Writers and writing coaches can argue passionately about whether story springs from plot or characters. The divide has become particularly pronounced since the appearance of “literary” fiction, a genre which implies it might be okay to write a novel where a gorgeous voice and memorable characters compensate for lots of stasis. 

On the opposite end of the spectrum, some novels offer escalating danger, but it befalls characters whom readers can’t relate to and don’t care about. 

Isn’t it the mesh of character and plot that propels story? After all, adversity is the best way to meet characters—to test their mettle. 

As K.M. Weiland puts it in “Plot vs. Character: Which Is More Important?”:

Fiction is about balance—in so many ways—and certainly nowhere more so than in the matter of plot vs. character.
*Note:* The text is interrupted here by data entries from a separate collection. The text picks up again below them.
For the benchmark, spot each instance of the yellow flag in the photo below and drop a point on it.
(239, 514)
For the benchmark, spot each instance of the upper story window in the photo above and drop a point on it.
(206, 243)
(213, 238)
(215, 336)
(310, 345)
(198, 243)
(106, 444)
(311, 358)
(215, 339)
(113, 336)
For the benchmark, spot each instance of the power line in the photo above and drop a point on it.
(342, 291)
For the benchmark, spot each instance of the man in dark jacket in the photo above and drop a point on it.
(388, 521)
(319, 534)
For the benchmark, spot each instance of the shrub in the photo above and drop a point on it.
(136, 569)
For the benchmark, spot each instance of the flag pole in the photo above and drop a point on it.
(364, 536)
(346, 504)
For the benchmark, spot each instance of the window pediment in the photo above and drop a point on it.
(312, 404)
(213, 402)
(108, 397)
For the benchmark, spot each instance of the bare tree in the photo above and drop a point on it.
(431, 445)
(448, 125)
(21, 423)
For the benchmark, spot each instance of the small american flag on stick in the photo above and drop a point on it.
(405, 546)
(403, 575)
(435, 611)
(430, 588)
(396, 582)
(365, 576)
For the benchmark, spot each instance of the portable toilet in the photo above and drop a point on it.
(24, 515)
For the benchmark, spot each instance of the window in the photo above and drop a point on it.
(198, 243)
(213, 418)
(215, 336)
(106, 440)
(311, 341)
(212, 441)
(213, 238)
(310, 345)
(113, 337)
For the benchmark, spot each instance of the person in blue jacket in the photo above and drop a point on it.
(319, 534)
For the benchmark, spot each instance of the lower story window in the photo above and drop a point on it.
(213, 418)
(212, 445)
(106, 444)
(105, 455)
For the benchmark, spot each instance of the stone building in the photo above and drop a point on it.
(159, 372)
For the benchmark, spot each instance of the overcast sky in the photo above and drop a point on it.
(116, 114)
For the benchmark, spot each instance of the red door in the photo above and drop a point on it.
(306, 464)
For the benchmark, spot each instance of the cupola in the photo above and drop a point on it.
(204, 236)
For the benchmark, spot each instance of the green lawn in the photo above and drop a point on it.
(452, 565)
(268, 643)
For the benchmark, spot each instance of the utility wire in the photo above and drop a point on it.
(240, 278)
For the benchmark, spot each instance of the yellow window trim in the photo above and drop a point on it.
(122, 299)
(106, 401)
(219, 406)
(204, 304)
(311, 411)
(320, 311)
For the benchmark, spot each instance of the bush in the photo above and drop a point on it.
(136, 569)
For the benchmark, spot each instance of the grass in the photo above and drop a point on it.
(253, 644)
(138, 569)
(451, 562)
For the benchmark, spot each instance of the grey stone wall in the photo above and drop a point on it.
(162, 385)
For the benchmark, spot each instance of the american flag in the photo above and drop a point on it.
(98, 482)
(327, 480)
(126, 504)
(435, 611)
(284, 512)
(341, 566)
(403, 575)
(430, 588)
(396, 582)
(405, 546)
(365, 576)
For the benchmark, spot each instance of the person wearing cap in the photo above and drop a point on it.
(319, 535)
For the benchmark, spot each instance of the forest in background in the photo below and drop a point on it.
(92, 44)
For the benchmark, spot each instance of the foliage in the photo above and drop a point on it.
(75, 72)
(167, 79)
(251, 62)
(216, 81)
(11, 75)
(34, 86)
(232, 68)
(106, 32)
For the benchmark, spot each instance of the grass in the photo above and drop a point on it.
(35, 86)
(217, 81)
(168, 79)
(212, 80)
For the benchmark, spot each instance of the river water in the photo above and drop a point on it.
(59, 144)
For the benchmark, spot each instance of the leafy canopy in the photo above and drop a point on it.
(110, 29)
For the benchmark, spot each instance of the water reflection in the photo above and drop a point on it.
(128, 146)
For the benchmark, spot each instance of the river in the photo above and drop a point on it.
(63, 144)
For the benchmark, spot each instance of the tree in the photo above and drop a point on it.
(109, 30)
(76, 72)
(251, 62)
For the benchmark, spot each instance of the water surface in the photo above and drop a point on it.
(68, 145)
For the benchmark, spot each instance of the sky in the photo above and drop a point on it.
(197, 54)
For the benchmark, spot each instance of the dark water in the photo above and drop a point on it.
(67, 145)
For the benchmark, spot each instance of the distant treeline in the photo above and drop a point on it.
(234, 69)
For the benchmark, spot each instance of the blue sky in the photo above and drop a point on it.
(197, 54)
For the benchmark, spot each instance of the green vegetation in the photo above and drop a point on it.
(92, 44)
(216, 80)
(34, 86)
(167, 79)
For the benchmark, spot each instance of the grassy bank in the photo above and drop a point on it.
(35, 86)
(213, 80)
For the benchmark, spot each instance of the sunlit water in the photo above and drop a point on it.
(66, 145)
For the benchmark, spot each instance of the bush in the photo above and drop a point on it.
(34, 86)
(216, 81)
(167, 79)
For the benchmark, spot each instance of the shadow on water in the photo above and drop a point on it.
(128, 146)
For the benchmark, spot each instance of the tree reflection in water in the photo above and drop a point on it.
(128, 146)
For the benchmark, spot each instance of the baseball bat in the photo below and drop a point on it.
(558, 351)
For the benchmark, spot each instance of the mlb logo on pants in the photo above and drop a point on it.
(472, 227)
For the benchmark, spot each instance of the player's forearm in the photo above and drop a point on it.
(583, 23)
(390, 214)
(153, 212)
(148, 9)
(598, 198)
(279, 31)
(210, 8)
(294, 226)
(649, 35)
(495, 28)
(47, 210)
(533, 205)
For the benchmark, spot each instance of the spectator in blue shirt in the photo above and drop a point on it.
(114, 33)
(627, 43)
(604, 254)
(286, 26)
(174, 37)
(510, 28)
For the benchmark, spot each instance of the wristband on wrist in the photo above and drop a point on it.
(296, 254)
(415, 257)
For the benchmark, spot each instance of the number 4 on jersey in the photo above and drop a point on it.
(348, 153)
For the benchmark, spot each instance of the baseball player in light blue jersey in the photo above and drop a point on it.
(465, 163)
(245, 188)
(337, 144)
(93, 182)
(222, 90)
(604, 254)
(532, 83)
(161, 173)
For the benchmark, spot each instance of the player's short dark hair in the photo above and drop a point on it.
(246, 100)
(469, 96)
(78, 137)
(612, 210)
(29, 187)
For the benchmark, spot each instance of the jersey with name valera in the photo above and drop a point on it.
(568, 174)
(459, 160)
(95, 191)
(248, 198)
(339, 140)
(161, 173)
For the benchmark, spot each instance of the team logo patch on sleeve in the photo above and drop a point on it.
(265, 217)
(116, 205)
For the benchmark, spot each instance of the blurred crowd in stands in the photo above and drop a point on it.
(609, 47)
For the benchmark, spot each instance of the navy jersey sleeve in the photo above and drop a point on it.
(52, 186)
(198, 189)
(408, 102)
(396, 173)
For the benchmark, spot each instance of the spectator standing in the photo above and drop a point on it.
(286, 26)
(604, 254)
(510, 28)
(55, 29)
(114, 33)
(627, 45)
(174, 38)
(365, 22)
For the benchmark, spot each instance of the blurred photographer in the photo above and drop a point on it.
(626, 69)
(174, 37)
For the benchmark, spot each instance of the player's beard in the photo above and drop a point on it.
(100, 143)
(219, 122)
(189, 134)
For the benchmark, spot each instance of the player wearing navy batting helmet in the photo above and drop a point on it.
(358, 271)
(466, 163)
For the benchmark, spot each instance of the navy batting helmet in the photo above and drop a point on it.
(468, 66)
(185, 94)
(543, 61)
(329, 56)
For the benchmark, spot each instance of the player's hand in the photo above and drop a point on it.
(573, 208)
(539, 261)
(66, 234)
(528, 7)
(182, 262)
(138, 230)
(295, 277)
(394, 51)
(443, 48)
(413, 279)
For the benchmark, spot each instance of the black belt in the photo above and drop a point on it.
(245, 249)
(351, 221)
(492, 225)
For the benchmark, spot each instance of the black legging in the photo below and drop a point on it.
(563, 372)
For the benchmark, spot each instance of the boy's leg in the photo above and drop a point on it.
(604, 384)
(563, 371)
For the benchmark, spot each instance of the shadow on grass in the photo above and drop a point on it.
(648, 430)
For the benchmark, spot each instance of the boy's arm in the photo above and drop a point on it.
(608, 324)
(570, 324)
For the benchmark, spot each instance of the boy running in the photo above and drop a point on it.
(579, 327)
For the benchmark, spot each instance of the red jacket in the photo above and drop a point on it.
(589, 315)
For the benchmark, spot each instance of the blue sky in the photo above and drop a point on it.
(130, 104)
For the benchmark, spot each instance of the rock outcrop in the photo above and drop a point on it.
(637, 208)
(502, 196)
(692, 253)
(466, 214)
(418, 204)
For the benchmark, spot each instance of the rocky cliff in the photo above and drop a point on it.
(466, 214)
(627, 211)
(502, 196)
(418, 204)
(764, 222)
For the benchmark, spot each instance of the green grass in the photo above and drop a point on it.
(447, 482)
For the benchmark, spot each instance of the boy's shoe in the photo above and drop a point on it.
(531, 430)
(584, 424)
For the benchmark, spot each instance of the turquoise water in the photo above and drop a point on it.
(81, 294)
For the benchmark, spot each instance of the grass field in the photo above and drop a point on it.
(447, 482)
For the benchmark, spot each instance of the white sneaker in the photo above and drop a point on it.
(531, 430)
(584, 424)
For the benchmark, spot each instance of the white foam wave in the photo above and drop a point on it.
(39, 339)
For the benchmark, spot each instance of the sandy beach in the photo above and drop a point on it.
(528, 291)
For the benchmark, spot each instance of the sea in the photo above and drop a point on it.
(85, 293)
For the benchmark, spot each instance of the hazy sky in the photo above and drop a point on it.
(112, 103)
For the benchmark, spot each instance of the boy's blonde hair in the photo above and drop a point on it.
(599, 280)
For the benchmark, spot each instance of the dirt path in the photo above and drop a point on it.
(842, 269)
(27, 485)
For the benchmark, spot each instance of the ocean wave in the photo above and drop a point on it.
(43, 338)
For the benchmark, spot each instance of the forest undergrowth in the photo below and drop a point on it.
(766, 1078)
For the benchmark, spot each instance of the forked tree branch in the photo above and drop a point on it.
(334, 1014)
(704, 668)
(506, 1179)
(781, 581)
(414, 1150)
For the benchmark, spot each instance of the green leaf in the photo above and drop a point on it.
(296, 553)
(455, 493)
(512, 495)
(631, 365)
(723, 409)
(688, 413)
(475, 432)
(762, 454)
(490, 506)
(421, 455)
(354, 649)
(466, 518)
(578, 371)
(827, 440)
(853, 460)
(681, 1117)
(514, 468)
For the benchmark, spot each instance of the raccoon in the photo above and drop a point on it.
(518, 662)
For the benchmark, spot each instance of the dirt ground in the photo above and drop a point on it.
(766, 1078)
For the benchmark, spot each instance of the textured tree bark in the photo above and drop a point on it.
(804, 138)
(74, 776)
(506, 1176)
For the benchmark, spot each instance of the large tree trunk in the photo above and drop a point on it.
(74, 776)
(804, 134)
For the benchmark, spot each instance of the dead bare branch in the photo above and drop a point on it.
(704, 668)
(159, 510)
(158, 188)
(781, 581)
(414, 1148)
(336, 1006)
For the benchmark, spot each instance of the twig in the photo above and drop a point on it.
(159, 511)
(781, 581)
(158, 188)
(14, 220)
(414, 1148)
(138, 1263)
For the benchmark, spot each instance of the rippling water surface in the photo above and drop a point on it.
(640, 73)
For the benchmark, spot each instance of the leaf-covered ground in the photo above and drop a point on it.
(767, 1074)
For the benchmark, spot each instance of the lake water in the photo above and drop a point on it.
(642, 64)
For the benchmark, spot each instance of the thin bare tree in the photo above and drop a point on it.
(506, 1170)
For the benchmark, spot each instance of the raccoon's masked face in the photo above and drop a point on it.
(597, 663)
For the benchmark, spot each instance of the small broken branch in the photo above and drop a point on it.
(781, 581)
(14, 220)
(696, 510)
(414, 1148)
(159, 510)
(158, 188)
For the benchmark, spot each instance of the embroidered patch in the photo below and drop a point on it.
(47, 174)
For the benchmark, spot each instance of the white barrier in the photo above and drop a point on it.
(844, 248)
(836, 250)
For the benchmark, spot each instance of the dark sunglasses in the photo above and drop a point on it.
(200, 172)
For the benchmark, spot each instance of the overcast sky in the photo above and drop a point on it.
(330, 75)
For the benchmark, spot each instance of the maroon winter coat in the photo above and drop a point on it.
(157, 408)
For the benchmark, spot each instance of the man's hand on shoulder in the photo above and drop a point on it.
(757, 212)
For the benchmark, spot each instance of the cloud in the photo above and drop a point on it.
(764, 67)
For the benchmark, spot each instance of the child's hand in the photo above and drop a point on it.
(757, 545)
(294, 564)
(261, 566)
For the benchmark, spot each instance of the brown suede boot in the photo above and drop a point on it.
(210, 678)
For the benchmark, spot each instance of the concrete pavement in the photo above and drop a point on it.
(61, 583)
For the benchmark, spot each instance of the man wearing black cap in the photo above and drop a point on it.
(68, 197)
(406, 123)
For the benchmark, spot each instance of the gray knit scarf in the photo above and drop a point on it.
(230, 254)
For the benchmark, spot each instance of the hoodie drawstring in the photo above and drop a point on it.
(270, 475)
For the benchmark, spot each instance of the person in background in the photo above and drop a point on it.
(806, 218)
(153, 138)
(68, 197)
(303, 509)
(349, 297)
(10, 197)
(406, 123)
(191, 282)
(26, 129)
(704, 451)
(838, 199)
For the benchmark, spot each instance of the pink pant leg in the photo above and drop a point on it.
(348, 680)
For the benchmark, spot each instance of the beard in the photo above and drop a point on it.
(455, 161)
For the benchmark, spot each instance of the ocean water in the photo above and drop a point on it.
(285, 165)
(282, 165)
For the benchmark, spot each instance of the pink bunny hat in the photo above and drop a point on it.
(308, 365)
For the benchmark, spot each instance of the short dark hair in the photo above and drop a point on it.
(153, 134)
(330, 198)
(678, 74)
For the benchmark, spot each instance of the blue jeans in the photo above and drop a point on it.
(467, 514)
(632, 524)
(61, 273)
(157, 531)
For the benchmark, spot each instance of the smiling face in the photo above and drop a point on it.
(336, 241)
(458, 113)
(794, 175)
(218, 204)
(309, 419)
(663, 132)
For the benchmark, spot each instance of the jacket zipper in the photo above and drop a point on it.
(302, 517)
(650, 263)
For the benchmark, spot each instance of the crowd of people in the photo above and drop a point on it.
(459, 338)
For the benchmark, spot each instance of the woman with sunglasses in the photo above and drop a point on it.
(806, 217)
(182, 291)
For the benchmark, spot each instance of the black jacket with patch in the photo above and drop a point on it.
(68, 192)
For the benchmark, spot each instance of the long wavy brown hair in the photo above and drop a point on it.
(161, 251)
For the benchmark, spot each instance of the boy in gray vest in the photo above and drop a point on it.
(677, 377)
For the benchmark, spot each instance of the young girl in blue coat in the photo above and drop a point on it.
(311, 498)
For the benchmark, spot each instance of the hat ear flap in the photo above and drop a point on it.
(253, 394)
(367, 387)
Good writing should not be about pitting plot against character, but rather about finding the harmony between them. 

The indivisible integration of plot + character has always built narrative. And isn’t that still, despite numerous experiments, what the novel is for? After all,

In our modern age, there are writers who have heaped scorn on the very idea of the primacy of story. I'd rather warm my hands on a sunlit ice floe than try to coax fire from the books they carve from glaciers. ― Pat Conroy, My Reading Life

Tip: Story comes from what happens to characters readers are invested in.

You probably agree. But what if, like many novelists, you’re either fantastic at tension-rich events or fantastic at characters sufficiently full-fleshed to cast shadows. Perhaps you worry that you'’ll never be equally skilled at both. 

The remedy? Quit viewing character and plot as separate entities. Happily, this works whether you’re starting a first draft, halfway through it, or at any point in the revision process. 

Perhaps the best way to visualize characters in context is some version of a Scene Goal Outline. So what’s a Scene Goal, anyway? An “Intense, explicit character desire that impels choice and action” (Laurel Yourke, Beyond the First Draft).

For each scene, distill the goal down into as few words as possible. How else can you assess whether you’re revealing characters and propelling the story forward causally rather than causally?

Watch your verbs. Contrast “was worried about the next hour” versus “terrified about the phone ringing.” The latter verb reflects character emotion and thus causes action. Since scenes are about tension, a Scene Goal always involves forcing characters to act rather than think or react.

How many Scene Goals do you need? Ideally, one for each scene. Keep those goals super-short and harness verbs to reveal character feelings, since that’s what connects readers to story.


Use the Scene Goal Outline to make the plot and dramatic personae intertwine inseparably. Because, as Heraclitus put it, “Character is fate.”